All throughout her grueling treatment and even though doctors warned her she might die, she says she decided to not share her health struggles. “I could not stand feeling the eyes of pity on me,” Valérie explains. “I found out I was stronger by not sharing too much and by smiling more than I truly felt like doing.”
Contrary to what you might think, she says her fake-it-till-you-make-it approach helped her recover faster and better. “Not sharing my fight meant I had to force myself to take care of my body and my soul every single day: no shapeless sweats, no sneakers, no bare face!” In true Parisian fashion she adds, “So heels, sexy clothes and makeup it was!”
She says her silence helped there to be no hurt feelings all around because not sharing her fight meant she had no expectations whatsoever from her entourage. “No expectations means no deception, hence it allowed me to remain strong in your boots as I like to say.”
But really, it was about maintaining control of who Valérie saw herself as. “I just made no room for it [despair]. I did not want to know too much about it for fear that it would then become coupled with me as in ‘Valerie + C.’ Not knowing means not letting the cancer take a larger place than it should have in your life,” she says. “I refuse to let it define me!”
While Valérie’s reasoning may not make sense for everyone — personally I think the weight of having to keep such a huge secret would crush me — it was exactly what she needed.

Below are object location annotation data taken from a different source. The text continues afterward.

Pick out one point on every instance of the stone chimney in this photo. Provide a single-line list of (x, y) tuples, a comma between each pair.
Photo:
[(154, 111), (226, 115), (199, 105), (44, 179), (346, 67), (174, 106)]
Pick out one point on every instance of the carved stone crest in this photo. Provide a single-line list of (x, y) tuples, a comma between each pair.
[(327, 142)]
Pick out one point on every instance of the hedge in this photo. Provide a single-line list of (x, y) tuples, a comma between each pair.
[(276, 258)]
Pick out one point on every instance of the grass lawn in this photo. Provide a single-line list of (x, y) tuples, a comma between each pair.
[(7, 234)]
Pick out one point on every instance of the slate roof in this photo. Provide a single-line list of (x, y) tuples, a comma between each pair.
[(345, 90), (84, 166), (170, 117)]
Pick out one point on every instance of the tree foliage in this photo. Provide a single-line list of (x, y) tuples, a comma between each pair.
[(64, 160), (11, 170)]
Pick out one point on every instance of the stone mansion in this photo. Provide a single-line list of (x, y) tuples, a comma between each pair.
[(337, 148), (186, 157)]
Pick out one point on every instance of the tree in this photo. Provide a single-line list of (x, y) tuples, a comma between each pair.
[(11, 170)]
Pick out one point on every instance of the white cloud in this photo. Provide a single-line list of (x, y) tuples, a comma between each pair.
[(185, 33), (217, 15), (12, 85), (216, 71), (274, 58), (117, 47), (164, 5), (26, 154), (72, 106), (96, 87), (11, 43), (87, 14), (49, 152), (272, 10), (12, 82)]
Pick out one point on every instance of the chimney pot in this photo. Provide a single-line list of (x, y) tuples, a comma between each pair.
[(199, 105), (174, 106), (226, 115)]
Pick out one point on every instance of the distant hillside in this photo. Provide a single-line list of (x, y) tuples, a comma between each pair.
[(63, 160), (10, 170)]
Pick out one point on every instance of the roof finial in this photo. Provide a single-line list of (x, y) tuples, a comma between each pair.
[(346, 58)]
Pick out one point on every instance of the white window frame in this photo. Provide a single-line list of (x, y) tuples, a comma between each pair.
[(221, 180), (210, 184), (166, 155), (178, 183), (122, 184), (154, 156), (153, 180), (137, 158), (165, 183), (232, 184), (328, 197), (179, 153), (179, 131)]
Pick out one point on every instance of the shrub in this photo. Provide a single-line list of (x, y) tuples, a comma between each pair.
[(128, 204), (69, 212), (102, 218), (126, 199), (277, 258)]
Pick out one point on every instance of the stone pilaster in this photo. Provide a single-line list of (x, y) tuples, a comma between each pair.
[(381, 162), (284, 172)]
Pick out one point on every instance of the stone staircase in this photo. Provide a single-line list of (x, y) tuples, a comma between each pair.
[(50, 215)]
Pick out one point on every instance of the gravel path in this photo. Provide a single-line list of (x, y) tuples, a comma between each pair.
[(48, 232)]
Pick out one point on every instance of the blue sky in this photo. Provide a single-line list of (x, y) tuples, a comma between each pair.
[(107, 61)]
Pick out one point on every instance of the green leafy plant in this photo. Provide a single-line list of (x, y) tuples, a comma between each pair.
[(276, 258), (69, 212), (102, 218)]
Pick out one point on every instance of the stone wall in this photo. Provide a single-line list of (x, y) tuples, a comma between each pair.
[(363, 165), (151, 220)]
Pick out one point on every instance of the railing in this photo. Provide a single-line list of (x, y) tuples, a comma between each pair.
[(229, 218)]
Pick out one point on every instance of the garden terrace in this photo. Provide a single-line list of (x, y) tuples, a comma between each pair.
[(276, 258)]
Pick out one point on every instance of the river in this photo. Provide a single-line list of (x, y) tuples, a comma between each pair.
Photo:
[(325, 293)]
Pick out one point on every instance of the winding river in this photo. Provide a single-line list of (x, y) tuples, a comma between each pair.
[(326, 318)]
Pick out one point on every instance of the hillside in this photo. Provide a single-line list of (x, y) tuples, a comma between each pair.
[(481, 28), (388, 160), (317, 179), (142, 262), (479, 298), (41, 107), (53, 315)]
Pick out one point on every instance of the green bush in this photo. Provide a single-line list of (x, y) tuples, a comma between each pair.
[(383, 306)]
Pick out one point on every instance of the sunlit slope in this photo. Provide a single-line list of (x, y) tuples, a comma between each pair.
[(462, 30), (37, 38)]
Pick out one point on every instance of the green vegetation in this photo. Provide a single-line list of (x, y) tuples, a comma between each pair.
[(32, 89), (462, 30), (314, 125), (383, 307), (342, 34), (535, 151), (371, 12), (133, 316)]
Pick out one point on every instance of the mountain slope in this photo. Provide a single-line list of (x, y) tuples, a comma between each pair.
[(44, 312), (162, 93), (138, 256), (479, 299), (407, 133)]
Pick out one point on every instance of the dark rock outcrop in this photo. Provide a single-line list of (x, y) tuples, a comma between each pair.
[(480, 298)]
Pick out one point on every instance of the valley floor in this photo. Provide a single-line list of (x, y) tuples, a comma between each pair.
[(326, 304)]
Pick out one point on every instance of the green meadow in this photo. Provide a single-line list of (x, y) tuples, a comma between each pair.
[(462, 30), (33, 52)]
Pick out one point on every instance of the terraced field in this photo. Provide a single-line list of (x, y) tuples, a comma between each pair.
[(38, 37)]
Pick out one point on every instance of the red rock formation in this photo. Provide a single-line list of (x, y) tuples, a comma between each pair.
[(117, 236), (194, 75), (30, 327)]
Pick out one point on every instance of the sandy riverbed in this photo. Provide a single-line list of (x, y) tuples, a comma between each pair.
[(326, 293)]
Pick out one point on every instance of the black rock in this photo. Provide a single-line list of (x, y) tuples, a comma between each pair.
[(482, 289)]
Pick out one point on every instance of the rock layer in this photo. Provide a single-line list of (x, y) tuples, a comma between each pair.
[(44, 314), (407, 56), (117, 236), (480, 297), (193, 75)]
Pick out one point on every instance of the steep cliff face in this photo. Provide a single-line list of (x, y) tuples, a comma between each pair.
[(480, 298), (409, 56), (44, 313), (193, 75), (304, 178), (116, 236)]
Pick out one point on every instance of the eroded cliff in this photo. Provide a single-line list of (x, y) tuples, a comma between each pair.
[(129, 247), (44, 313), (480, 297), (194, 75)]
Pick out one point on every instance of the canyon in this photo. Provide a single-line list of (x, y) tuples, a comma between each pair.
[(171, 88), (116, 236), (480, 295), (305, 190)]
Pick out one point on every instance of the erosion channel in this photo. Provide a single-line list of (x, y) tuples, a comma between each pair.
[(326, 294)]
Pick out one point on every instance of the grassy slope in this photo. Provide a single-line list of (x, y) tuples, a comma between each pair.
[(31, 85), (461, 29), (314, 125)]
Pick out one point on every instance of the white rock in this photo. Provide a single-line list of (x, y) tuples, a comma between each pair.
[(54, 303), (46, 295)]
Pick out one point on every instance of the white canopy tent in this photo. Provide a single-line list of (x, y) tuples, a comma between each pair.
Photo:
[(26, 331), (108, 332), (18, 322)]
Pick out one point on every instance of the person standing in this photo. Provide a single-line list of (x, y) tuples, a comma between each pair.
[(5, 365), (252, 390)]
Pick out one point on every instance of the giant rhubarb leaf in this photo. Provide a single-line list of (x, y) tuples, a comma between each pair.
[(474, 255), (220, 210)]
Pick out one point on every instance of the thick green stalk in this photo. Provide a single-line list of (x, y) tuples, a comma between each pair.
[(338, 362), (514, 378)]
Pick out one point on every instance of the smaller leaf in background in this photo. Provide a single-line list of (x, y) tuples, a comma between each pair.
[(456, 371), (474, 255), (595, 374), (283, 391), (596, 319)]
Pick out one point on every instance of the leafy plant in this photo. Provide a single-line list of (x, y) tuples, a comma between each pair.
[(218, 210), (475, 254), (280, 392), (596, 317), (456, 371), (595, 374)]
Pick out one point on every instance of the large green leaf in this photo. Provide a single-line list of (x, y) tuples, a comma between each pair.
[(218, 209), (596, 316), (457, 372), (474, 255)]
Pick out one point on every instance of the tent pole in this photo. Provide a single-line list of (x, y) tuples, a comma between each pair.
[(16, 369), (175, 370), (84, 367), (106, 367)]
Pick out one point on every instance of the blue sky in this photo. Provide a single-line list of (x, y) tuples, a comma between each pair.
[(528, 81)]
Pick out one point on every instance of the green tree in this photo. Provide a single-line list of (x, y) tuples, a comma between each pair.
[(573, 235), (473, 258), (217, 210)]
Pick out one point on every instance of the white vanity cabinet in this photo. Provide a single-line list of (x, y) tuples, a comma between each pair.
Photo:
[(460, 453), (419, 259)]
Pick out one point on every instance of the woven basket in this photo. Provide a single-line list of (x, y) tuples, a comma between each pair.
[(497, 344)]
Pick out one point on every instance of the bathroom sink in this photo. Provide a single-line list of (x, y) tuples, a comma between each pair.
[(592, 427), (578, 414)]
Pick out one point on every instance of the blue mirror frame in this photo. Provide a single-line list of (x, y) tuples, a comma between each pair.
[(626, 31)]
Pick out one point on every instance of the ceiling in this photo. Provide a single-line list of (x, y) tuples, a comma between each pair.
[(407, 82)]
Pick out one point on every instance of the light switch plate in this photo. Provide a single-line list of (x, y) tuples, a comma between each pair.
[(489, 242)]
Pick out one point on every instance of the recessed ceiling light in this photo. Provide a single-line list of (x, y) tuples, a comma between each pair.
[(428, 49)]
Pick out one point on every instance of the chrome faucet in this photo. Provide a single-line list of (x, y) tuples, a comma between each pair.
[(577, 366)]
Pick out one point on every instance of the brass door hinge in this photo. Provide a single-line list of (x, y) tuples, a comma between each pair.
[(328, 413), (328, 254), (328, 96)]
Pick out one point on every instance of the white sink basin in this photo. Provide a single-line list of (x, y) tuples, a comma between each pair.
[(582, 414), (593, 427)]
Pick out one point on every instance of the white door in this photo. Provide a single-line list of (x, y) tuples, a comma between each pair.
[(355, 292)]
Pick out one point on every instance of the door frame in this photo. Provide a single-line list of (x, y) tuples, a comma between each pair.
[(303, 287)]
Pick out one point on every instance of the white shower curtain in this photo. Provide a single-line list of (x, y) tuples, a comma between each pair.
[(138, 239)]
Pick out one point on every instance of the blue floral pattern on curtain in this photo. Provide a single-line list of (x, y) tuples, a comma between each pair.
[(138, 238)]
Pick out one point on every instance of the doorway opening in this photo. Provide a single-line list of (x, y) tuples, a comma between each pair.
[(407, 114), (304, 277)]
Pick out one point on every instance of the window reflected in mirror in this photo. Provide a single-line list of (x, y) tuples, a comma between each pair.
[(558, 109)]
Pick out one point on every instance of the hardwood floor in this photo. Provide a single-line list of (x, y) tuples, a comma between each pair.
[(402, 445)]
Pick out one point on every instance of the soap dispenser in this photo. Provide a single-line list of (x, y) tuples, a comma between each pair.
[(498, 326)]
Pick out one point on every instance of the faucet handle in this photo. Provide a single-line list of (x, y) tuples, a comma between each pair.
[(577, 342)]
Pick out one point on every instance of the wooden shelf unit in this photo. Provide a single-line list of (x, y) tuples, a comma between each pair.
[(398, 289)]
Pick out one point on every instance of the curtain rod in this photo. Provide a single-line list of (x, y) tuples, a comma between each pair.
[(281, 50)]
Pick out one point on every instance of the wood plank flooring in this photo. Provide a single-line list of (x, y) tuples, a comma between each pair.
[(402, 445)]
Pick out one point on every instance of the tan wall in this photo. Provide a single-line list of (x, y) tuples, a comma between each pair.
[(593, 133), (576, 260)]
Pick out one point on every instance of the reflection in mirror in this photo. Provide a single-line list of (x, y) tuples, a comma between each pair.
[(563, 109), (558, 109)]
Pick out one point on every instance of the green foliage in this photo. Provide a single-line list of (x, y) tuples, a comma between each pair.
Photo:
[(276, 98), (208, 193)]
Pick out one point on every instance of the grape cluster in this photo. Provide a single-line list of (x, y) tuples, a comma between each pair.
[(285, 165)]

Now, she looks back at that dark day at the airport and says that being privately sick was actually a gift. “It gave me some much needed free-time and I realized my job at the time was not me.”
The experience made her realize that she wanted to help other people live their healthiest lives, just as she was learning to live hers, so she created LeBootCamp — a site where she enthuses that “people get coached to lose weight without putting their health at risk, while enjoying gourmet foods and exercising soundly.” And with over a million subscribers and many celebrity fans, she’s living her dream.
Valérie is definitely not alone in her silent experience, as the UK survey showed. “Every patient reacts differently to their cancer diagnosis,” says Jayne Molyneux, cancer health care manager at Bupa. “We are finding more patients choosing to keep their diagnosis to themselves and dealing with treatment on their own, or until they have come to terms with it.”
As someone who has not personally experienced cancer, what I missed the first time Valérie told me her story was that ultimately cancer takes away nearly all control the person has over their life. It’s important to give as much control back to the patient as possible. As Valérie so eloquently puts it, “By projecting happiness and strength, even when I was at the bottom of my despair pit, I attracted joy and energy.” That’s good advice for anyone, no matter what you’re struggling with!